In a world increasingly defined by the movement of capital and economic interdependence, foreign direct investment (FDI) and gross domestic product (GDP) are two of the most telling indicators of a nation’s economic health. GDP reflects the total value of goods and services produced within a country, while FDI measures the flow of investments from foreign entities into domestic enterprises.

But are these two metrics connected? Do wealthier countries naturally attract more foreign investment? This article dives into these questions using a data-driven approach — combining global economic data, performing statistical analysis, and visualizing insights through Python.

Prerequisites

Before diving in, ensure you have a few technical foundations covered:

  • Python 3.7+ installed on your system

  • Jupyter Notebook or Google Colab for running code interactively

  • Basic familiarity with pandas, matplotlib, and scipy.stats

  • Understanding of concepts like data cleaning, merging datasets, and correlation analysis

Problem Statement

Foreign Direct Investment (FDI) has long been viewed as a catalyst for economic growth.
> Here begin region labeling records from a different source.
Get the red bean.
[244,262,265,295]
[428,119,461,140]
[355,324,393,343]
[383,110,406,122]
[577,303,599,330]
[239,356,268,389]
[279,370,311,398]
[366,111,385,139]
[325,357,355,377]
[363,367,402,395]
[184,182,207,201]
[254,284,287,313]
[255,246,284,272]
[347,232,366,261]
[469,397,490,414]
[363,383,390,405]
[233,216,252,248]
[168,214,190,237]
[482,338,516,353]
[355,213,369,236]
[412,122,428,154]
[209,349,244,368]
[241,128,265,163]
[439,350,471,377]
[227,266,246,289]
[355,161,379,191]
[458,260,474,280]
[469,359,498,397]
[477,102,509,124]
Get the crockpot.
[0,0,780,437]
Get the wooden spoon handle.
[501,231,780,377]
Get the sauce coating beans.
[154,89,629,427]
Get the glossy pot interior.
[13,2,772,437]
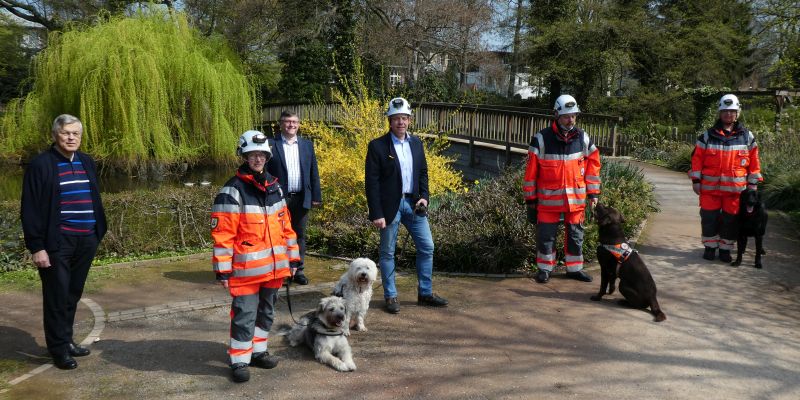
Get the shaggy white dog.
[333,258,378,336]
[287,296,356,372]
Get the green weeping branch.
[0,13,258,171]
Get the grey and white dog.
[287,296,356,372]
[333,258,378,336]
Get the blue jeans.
[379,198,433,299]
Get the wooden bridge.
[262,103,631,164]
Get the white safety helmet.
[386,97,411,117]
[236,131,272,158]
[717,94,741,111]
[553,94,581,116]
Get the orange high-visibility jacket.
[211,172,300,287]
[689,122,764,196]
[522,122,600,212]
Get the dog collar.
[602,242,636,264]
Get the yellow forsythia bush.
[303,84,463,222]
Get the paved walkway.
[0,160,800,400]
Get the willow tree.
[0,13,258,171]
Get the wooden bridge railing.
[262,103,630,156]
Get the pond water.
[0,164,235,201]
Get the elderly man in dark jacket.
[21,114,106,369]
[364,97,448,314]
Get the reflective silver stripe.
[701,185,745,193]
[231,338,253,350]
[211,261,231,272]
[536,188,586,196]
[253,327,269,339]
[253,327,269,353]
[719,176,747,182]
[267,200,286,215]
[539,199,564,206]
[747,172,763,184]
[533,132,545,154]
[233,263,275,278]
[219,186,242,204]
[233,249,272,262]
[536,251,556,261]
[275,256,290,269]
[272,245,290,254]
[214,247,233,257]
[706,144,749,151]
[242,205,264,214]
[211,204,241,213]
[541,153,583,161]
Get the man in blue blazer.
[365,97,447,314]
[267,111,322,285]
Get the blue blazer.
[267,133,322,209]
[364,132,429,225]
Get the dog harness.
[310,317,344,336]
[601,242,636,264]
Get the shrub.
[303,64,463,223]
[309,156,657,273]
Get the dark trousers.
[39,235,98,355]
[286,192,308,271]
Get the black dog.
[592,204,667,322]
[731,189,768,268]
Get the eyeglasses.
[58,131,82,137]
[246,151,269,160]
[252,133,267,144]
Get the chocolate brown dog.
[592,204,667,322]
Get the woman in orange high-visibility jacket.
[689,94,763,262]
[522,95,600,283]
[211,131,300,382]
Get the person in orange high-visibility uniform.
[522,95,600,283]
[211,131,300,382]
[689,94,763,262]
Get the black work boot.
[231,363,250,383]
[567,270,592,282]
[534,269,550,283]
[250,351,278,369]
[703,246,722,260]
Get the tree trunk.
[508,0,524,98]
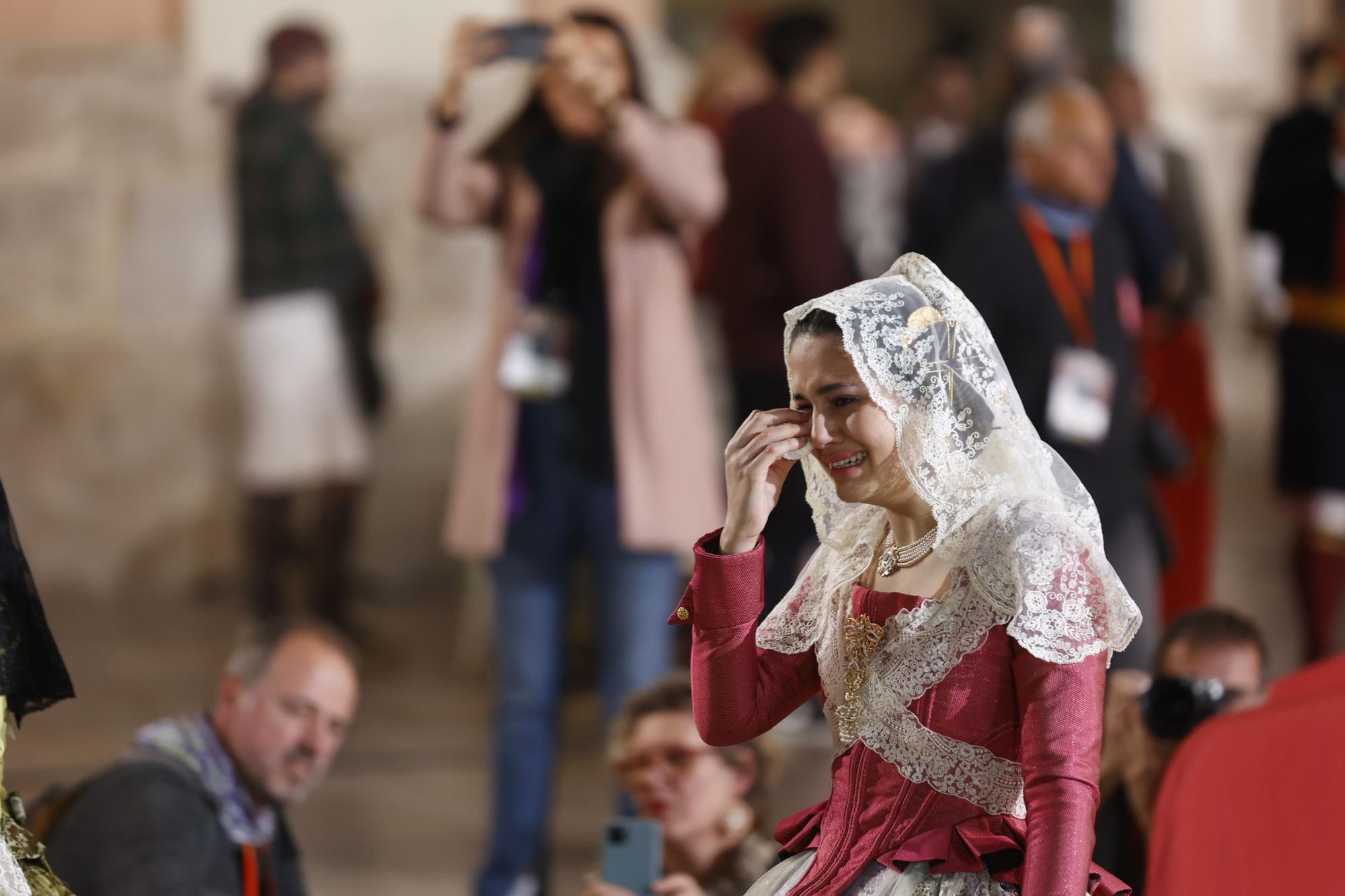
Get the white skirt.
[746,849,1018,896]
[238,289,371,491]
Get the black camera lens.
[1141,678,1228,740]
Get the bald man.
[944,79,1158,669]
[44,623,359,896]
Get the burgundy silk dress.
[670,533,1130,896]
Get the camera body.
[1139,677,1235,740]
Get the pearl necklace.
[878,526,939,579]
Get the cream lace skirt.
[238,290,371,491]
[746,849,1018,896]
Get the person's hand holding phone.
[720,407,811,555]
[582,874,705,896]
[434,17,487,120]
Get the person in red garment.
[1145,648,1345,896]
[670,254,1141,896]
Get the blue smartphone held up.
[603,818,663,896]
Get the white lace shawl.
[757,253,1141,818]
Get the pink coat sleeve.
[611,102,728,230]
[416,126,500,226]
[1013,643,1107,896]
[668,532,822,747]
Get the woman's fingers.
[737,423,808,466]
[745,436,807,475]
[725,407,808,454]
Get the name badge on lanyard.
[1021,207,1116,448]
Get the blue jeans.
[476,425,678,896]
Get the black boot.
[308,485,363,635]
[243,493,293,619]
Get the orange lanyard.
[243,846,261,896]
[1018,206,1095,348]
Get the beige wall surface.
[0,0,180,46]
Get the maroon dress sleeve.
[1013,642,1107,896]
[668,532,822,747]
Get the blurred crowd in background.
[0,5,1345,896]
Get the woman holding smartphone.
[674,254,1141,896]
[420,13,725,896]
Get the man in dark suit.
[1248,38,1345,661]
[944,79,1158,669]
[707,12,853,603]
[1107,66,1217,619]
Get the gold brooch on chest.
[837,614,882,747]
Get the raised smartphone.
[603,818,663,896]
[479,22,551,62]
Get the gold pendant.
[837,614,882,745]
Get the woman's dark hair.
[483,11,647,203]
[266,22,331,78]
[611,673,779,806]
[761,9,837,83]
[790,308,841,343]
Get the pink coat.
[420,104,725,559]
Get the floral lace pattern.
[757,254,1141,817]
[746,849,1018,896]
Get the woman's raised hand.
[436,17,487,118]
[720,407,811,555]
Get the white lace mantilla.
[757,254,1139,818]
[746,849,1017,896]
[0,838,32,896]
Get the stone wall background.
[0,47,506,599]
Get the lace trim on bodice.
[816,573,1028,818]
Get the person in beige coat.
[420,13,725,896]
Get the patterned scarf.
[133,713,276,846]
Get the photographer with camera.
[1093,607,1266,896]
[420,12,725,896]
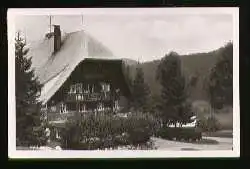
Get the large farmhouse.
[29,25,131,123]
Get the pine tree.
[15,32,46,146]
[207,43,233,109]
[132,67,150,112]
[156,52,192,125]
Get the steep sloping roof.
[29,31,118,103]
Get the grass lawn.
[202,130,233,138]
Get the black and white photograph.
[7,7,240,158]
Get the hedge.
[157,127,202,141]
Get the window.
[70,85,76,93]
[76,83,82,93]
[60,103,68,114]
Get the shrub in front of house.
[198,116,221,132]
[157,127,202,141]
[61,113,157,150]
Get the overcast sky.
[15,14,233,61]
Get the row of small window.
[69,83,110,93]
[57,101,119,114]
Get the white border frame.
[7,7,240,158]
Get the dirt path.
[152,137,233,150]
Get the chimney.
[54,25,61,52]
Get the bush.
[61,113,157,149]
[198,116,221,132]
[157,127,202,141]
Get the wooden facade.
[46,59,131,121]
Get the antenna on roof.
[81,15,89,56]
[137,56,140,64]
[49,15,52,33]
[24,28,26,43]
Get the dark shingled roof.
[29,31,125,103]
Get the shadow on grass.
[202,131,233,138]
[170,138,219,145]
[191,139,219,145]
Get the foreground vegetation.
[57,113,159,150]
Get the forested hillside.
[128,43,231,101]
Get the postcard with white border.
[7,7,240,159]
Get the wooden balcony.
[66,93,111,102]
[47,112,74,122]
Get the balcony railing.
[47,112,74,122]
[66,93,111,102]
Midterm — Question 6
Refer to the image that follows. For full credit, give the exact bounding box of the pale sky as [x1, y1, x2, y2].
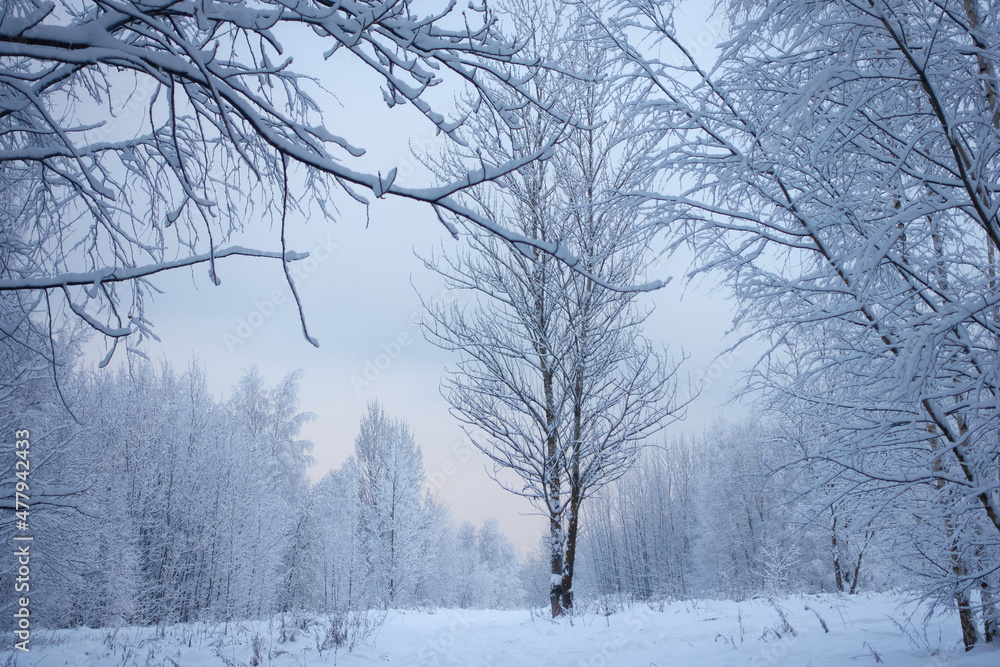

However, the strength and nature of its relationship with GDP vary widely across countries and time periods.

Our challenge is to explore whether, for the year 2013, countries with higher GDP also tend to attract more FDI , and to what extent this relationship is statistically significant.

Aim

The primary objective of this analysis is to investigate whether a correlation exists between a country's GDP and the FDI it attracts. Specifically, we aim to:

  • Clean and prepare World Bank datasets for analysis

  • Merge GDP and FDI data from 2013 into a unified dataset

  • Calculate the statistical correlation between these indicators

  • Visualize the relationship through an effective scatterplot

  • Identify outliers and interpret the practical implications of our findings

Data Methodology

Step 1: Getting the Data

The analysis uses two World Bank datasets:

  • GDP (Gross Domestic Product) – indicator code: NY.GDP.MKTP.CD

  • FDI (Foreign Direct Investment, net inflows) – indicator code: BX.KLT.DINV.CD.WD

These datasets were imported and filtered for the year 2013:

import pandas as pd
import warnings
warnings.simplefilter('ignore', FutureWarning)

YEAR = 2013
fdi = pd.read_csv('API_BX.KLT.DINV.CD.WD_DS2_en_csv_v2.csv', skiprows=4)
gdp = pd.read_csv('API_NY.GDP.MKTP.CD_DS2_en_csv_v2.csv', skiprows=4)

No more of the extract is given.